Einige Wochen später klopfte es an meiner Tür. Ich öffnete sie und da stand Jacks Mutter. Ihr Gesicht war blass, ihre Augen von Reue erfüllt.
„Emily“, begann sie, ihre Stimme zitterte. „Ich… ich wollte nicht, dass das alles so endet.“
Ich verschränkte die Arme, bemüht, meine Fassung zu bewahren. „Du hast ihn belogen. Du hast ihm eingeredet, dass seine eigenen Kinder ein Fluch seien.“
Tränen füllten ihre Augen, als sie nickte. „Ich hatte Angst, Emily. Ich dachte… ich dachte, er würde mich vergessen, wenn er dich und die Mädchen hätte. Ich hätte nie gedacht, dass er tatsächlich gehen würde.“
Ein wenig ließ mein Zorn nach. „Deine Angst hat meine Familie zerstört.“
Sie senkte den Blick, das Gesicht brach zusammen. „Ich weiß. Und es tut mir so, so leid.“
Ich sah sie einen Moment lang an, doch mein Kopf war schon bei meinen Töchtern, die im Nebenzimmer schliefen. „Ich habe sonst nichts mehr an dir zu sagen.“
Sie ging, und ich schloss die Tür, während ich ein seltsames Gefühl aus Erleichterung und Traurigkeit verspürte.

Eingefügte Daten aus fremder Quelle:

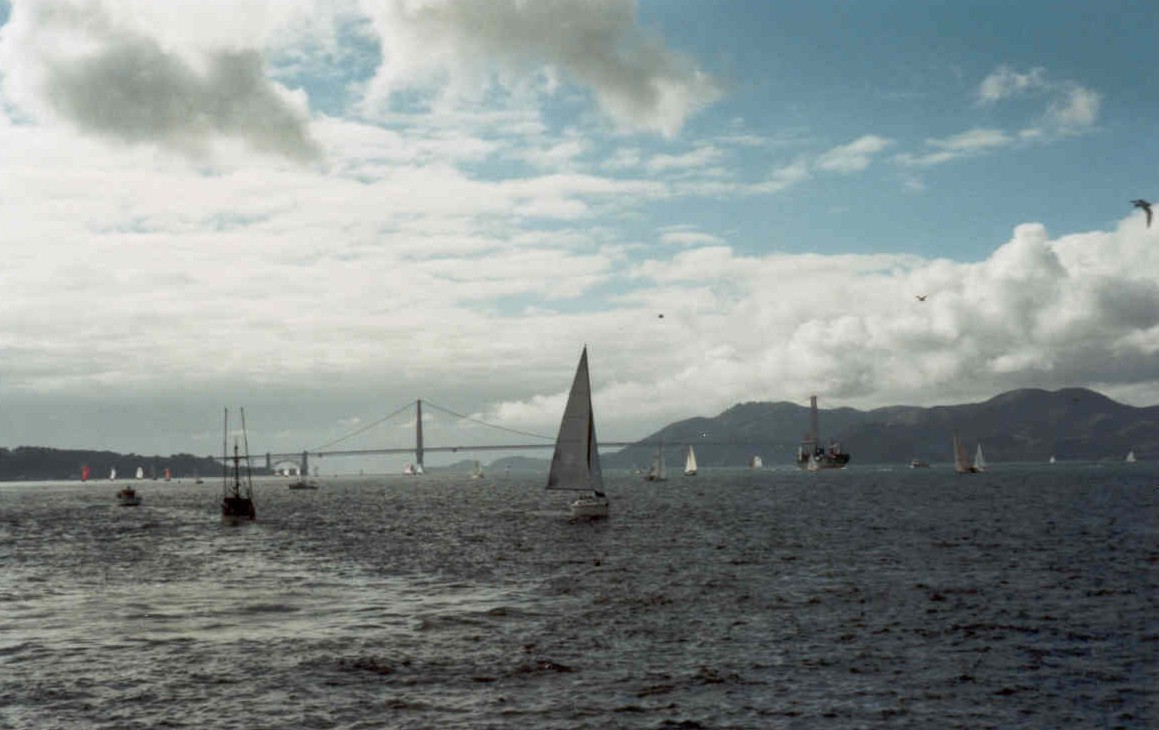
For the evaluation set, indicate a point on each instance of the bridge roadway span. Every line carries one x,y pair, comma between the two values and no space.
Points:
410,450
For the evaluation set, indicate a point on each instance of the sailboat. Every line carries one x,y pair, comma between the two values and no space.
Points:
128,496
690,462
575,462
237,497
656,472
962,464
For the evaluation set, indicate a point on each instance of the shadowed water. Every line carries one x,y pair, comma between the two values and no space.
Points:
870,597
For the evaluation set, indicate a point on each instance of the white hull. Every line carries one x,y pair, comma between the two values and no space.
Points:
590,508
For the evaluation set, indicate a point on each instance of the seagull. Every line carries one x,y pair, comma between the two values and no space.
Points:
1145,206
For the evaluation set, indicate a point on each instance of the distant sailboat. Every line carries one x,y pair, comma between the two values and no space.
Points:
979,461
962,464
690,462
575,462
656,472
237,496
128,496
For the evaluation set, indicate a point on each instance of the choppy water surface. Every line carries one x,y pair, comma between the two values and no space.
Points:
1022,597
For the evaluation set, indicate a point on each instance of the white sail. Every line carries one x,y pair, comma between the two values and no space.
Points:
979,461
575,462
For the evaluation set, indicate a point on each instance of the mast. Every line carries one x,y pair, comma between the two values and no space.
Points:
249,471
418,433
225,452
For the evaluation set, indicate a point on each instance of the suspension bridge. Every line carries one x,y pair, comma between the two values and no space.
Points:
420,449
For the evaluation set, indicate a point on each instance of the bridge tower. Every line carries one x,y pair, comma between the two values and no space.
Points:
418,435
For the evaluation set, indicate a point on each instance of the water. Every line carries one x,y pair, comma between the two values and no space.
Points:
1022,597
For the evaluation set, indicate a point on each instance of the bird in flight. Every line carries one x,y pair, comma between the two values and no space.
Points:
1145,206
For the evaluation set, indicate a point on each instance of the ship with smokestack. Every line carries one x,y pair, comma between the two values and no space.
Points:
811,454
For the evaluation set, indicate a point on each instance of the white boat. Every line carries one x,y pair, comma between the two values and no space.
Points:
656,472
237,495
962,464
575,462
690,462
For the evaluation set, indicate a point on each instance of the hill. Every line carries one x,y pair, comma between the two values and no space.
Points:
1020,425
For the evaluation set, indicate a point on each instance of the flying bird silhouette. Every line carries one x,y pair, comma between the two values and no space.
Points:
1145,206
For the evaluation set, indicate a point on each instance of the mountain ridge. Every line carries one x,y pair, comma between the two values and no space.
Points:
1026,424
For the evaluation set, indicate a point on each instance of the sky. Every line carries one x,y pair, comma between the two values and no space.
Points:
322,211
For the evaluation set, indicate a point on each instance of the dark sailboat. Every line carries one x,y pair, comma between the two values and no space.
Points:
237,496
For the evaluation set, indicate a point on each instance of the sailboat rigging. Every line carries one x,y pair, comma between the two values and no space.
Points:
690,462
962,464
237,497
575,462
656,472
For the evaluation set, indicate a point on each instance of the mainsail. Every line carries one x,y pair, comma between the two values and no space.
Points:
575,462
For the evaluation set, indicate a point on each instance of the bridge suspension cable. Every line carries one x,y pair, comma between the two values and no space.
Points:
365,428
491,425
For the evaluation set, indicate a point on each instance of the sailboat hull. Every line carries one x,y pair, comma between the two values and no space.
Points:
590,508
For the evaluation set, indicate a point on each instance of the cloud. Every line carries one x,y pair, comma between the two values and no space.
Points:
80,63
466,46
1076,110
963,145
1005,82
689,235
853,157
699,158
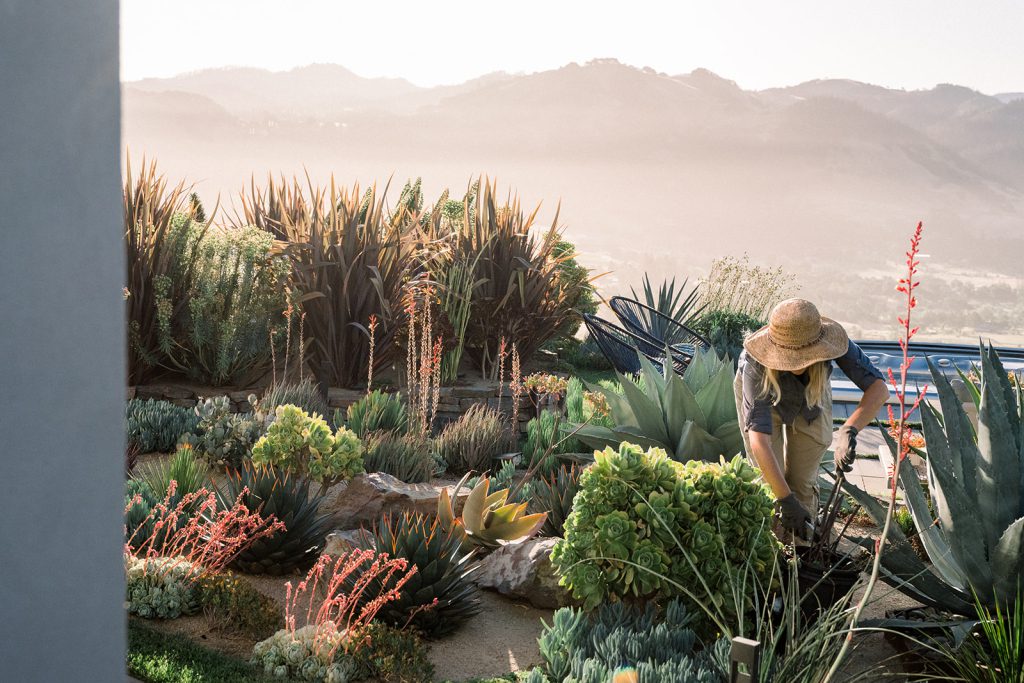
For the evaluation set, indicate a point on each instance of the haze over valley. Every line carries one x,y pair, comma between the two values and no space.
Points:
654,172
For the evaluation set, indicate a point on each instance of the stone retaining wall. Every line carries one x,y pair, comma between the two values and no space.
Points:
453,401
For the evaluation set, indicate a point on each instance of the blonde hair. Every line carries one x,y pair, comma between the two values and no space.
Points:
817,384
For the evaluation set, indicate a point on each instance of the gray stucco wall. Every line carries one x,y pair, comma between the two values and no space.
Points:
61,311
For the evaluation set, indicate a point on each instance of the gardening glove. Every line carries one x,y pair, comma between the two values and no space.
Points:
795,516
846,447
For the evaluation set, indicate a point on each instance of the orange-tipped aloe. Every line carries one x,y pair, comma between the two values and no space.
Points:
487,520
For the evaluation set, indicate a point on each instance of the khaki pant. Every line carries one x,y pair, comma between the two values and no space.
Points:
800,445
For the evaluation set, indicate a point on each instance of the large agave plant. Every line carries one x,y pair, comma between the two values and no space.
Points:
443,573
287,498
487,519
692,417
974,528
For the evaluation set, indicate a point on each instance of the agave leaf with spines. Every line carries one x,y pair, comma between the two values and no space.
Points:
487,520
692,417
975,536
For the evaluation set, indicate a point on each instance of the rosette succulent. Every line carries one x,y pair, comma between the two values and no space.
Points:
487,520
304,444
644,525
582,647
313,652
162,587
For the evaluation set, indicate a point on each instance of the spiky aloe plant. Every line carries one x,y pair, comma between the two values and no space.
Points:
692,417
443,571
377,411
272,492
487,520
973,530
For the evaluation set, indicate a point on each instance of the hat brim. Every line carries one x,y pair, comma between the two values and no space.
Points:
833,343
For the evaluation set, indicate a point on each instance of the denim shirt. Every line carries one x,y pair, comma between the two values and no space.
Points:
758,408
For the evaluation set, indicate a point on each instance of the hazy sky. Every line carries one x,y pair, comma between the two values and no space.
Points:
758,43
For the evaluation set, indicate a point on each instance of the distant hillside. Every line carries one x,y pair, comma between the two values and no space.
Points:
654,171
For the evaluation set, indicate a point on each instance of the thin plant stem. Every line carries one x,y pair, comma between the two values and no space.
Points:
906,287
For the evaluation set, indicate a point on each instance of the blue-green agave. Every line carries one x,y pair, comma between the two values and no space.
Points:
974,528
692,417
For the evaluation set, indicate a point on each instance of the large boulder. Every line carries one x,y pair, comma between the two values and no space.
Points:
523,571
366,498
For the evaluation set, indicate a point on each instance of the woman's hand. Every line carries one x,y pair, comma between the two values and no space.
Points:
795,516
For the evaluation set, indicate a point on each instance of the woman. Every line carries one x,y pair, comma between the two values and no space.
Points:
783,398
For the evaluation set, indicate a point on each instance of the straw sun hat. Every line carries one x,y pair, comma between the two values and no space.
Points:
797,336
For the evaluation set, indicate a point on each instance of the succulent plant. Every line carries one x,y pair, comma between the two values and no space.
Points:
643,524
690,417
188,473
221,437
582,647
376,412
408,457
472,441
974,529
443,573
554,495
303,393
151,485
287,497
486,520
132,452
304,444
312,652
157,425
162,587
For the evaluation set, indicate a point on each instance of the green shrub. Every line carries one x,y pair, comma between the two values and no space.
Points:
157,656
230,603
408,457
394,656
313,654
582,647
472,441
233,282
304,444
644,525
272,492
726,331
221,437
375,412
574,279
554,495
162,587
151,485
152,250
994,653
303,393
443,572
157,425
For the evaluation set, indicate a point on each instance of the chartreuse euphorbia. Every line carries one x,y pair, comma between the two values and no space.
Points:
644,525
303,443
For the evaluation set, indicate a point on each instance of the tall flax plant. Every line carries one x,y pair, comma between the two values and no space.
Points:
349,260
517,290
152,250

Ein Jahr später stand Jack plötzlich vor meiner Tür, wie ein Schatten des Mannes, den ich einst geliebt hatte. Er flehte mich an, erklärte, er habe endlich seinen Fehler erkannt und wolle zurückkommen, bei uns sein und wieder eine Familie sein.
Doch jetzt wusste ich es besser. Ich sah ihm direkt in die Augen und schüttelte den Kopf. „Ich habe bereits eine Familie, Jack. Du warst nicht da, als wir dich gebraucht haben. Ich brauche dich jetzt nicht mehr.“
Als ich die Tür schloss, fühlte ich, wie eine Last von mir abfiel. Schließlich war es nicht ich oder unsere Töchter, die sein Leben ruiniert hatten – er hatte es selbst getan.